Analysts are maintaining their positive stance on S P Setia Bhd, citing attractive valuations and potential upside from upcoming projects. MBSB Investment Bank Bhd (MBSB Research), CIMB Investment Bank Bhd (CIMB Securities), and Hong Leong Investment Bank Bhd (HLIB) all retained their BUY ratings, with target prices ranging from RM1.18 to RM1.40.
Analysts highlighted that the property developer’s 9MFY25 earnings and robust new sales position it to achieve full-year targets while its industrial property ventures and planned REIT listing offer further upside.
S P Setia reported 3QFY25 core net income of RM100.9 million, marking an 8.7% decline quarter-on-quarter but a 20.2% year-on-year rise, according to MBSB Research. For the cumulative 9MFY25, core earnings stood at RM277.7 million, down 29.8% YoY due to a high base effect from 9MFY24 when earnings were lifted by land sales and overseas projects in Australia and Vietnam.

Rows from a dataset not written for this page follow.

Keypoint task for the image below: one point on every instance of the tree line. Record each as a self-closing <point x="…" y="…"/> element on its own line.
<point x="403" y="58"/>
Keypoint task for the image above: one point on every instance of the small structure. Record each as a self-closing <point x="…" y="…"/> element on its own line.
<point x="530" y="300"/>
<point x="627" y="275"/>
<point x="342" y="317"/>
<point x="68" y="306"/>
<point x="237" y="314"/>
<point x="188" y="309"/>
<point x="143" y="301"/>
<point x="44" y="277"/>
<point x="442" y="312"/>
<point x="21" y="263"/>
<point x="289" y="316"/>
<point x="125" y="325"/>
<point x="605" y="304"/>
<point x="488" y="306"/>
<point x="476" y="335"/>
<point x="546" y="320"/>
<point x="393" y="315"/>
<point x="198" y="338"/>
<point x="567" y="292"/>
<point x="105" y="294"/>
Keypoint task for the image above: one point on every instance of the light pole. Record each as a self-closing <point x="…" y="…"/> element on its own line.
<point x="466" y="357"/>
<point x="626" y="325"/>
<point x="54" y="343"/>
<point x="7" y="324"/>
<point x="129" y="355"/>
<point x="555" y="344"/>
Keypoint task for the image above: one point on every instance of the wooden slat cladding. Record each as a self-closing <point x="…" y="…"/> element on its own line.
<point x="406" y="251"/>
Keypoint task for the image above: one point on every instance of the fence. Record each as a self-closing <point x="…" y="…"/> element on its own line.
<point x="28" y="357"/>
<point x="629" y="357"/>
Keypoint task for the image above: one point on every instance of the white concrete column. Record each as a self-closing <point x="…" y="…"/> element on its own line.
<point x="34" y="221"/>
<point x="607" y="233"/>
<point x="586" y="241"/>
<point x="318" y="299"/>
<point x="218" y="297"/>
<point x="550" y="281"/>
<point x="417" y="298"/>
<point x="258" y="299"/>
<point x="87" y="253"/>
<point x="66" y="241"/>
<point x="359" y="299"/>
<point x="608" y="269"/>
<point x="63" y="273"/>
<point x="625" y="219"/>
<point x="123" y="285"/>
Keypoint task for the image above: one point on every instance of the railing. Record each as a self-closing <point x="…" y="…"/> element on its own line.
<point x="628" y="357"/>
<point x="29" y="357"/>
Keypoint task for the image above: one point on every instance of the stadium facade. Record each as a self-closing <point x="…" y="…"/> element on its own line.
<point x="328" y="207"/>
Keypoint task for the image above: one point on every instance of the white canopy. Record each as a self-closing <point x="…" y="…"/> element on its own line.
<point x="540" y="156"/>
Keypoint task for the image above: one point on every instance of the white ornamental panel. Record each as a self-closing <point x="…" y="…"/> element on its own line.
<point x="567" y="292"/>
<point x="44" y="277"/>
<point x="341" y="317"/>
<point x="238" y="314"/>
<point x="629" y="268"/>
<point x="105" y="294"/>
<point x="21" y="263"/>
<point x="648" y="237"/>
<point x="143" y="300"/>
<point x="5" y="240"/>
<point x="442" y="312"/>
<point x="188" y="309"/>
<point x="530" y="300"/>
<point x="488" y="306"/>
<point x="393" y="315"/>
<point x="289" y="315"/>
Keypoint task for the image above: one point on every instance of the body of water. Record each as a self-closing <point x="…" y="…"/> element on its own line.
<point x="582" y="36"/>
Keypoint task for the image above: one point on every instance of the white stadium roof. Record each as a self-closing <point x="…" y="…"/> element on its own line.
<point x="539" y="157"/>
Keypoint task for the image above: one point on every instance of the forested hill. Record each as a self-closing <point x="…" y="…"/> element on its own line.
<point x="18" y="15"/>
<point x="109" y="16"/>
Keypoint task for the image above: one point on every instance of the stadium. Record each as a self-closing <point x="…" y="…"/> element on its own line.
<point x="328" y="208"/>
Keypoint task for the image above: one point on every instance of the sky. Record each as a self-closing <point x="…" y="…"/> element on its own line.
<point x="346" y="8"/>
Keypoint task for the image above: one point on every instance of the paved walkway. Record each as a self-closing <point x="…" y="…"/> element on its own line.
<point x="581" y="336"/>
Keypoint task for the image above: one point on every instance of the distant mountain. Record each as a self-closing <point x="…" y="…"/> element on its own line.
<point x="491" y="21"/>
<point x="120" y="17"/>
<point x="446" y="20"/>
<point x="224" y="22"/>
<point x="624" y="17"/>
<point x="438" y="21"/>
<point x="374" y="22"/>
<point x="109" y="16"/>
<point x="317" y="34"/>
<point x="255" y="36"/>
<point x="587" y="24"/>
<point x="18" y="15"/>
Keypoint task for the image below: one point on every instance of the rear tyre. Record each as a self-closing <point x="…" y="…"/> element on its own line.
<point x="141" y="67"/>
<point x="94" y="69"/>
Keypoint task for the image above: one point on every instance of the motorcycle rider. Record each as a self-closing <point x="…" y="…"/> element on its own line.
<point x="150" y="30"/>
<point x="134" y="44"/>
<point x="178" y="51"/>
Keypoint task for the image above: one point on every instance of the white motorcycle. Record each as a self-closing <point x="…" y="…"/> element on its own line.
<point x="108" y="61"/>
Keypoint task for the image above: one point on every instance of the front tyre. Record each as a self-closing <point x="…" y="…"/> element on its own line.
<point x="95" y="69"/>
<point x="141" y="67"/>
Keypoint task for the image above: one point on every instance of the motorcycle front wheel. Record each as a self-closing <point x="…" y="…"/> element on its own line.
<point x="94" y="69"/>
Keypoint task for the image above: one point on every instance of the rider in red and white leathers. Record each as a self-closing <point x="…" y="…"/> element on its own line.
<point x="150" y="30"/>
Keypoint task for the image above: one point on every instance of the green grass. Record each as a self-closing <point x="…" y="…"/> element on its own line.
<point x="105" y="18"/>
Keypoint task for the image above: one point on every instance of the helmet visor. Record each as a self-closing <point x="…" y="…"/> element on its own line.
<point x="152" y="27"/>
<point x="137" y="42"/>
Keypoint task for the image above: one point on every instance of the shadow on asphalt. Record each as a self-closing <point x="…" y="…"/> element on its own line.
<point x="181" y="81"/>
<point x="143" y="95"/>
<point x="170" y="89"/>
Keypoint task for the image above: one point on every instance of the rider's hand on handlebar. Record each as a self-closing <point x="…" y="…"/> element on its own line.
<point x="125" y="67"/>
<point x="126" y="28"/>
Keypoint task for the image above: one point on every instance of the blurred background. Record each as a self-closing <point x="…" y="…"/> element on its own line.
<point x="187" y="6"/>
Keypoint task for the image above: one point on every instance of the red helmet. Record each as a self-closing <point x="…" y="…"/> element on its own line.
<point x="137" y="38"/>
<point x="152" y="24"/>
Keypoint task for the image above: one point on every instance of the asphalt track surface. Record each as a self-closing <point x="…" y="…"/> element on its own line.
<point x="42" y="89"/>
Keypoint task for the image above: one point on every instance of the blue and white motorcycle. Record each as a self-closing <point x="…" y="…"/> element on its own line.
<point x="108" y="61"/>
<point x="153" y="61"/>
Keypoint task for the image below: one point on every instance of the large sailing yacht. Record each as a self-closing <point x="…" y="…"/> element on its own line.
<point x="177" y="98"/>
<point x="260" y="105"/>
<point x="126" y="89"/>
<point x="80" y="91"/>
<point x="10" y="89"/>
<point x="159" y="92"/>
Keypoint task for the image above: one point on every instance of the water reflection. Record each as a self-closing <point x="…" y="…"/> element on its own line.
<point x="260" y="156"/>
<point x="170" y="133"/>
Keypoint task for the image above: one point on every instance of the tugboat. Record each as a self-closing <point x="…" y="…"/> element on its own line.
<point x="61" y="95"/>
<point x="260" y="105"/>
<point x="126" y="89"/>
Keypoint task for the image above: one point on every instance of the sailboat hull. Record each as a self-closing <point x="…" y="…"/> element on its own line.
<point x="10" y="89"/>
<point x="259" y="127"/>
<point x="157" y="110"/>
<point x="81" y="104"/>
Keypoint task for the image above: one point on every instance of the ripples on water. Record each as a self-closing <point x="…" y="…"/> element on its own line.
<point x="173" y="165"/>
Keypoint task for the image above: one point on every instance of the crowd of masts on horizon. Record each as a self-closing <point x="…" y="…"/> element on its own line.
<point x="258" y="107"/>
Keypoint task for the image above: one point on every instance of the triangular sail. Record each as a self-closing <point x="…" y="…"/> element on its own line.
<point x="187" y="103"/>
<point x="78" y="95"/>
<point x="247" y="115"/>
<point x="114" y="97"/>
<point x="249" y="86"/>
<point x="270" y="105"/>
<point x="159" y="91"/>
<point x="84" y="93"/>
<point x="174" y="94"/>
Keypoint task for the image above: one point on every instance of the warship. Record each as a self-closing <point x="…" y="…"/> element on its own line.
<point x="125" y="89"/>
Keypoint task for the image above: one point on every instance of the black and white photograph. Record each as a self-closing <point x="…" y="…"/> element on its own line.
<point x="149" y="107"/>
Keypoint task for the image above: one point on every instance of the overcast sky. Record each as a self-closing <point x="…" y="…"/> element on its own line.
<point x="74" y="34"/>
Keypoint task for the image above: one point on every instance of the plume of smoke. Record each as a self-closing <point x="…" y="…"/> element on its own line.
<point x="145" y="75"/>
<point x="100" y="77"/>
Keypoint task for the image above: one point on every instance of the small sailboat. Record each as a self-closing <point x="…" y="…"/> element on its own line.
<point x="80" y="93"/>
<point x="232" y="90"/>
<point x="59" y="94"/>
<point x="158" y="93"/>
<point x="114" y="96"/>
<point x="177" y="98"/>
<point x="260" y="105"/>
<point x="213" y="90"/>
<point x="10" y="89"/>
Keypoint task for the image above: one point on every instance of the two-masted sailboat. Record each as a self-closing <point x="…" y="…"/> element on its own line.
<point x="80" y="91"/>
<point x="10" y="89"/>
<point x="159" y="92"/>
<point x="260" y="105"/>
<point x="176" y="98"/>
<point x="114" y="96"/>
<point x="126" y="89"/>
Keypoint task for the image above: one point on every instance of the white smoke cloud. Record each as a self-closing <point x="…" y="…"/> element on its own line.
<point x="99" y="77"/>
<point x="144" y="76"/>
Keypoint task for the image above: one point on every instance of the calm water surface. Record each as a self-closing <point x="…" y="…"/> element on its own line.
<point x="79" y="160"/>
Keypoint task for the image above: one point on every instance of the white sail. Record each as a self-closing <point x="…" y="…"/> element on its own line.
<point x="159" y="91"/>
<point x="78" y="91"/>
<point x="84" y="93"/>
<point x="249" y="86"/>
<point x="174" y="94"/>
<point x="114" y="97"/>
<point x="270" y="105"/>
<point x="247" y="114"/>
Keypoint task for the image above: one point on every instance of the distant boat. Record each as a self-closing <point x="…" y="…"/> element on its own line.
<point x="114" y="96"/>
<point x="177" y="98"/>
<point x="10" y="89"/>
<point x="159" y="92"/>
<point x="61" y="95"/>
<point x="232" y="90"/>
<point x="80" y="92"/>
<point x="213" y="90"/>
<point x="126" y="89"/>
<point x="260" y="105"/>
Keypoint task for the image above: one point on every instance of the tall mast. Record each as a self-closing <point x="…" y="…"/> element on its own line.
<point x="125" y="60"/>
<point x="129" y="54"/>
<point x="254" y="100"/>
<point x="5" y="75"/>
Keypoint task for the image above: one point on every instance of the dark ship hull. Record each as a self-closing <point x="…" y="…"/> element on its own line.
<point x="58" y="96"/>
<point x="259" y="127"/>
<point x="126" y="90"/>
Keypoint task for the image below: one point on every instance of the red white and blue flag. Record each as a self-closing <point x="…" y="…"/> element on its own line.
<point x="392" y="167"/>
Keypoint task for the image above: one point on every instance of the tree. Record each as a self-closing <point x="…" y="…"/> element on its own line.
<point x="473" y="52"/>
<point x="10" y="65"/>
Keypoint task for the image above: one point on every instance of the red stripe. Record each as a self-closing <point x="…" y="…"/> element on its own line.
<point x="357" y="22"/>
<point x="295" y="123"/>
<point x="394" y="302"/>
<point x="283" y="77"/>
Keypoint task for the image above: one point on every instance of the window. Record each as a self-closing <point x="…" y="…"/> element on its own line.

CIMB Securities noted that 9M25 results were in line with expectations, despite core profits of RM241 million reflecting a 41% YoY drop on a 39% fall in revenue, partly cushioned by narrower joint venture losses. HLIB reported core PATAMI of RM174.2 million for 9M25, down 52.9% YoY, accounting for 59.2% of its full-year forecast, with analysts anticipating stronger 4QFY25 contributions.
New property sales remained resilient, with S P Setia recording RM1.59 billion in 3QFY25, up from RM1.18 billion in 2QFY25, bringing 9M25 sales to RM3.49 billion or 73% of the RM4.8 billion full-year target. Domestic projects contributed 83% of total sales, while international ventures made up 17%.
Analysts from CIMB Securities and MBSB Research highlighted that partnerships, including the second tie-up with Japan’s Mitsui Fudosan for RM1.3 billion of high-end landed homes at Setia Ecohill and the ongoing development of Setia Alaman Industrial Park, would generate recurring revenue and strengthen earnings visibility from FY26 onwards.
Margins showed improvement despite weaker topline, with 3QFY25 gross profit margin rising to 37.2% from 31.0% in the same quarter last year, reflecting a lower-margin overseas project base in 2024. Share of joint venture losses narrowed significantly to RM80.3 million from RM161.6 million in 9M24.
HLIB noted that ongoing land-sale recognitions, including from Alam Damai, Bandar Setia Alam, and PG Resort, as well as partial contribution from the RM650 million Setia Alaman industrial land sale, would support near-term earnings.
S P Setia’s balance sheet continued to strengthen, with net gearing adjusted for RCPS reclassification falling to 46.3% in 3QFY25 from a peak of 91% in 3QFY22. Analysts expect the planned REIT listing by FY26 to further enhance financial flexibility.
Valuation remains undemanding, with the stock trading at a 65–77% discount to RNAV, providing a compelling case for investors seeking exposure to Malaysia’s property sector.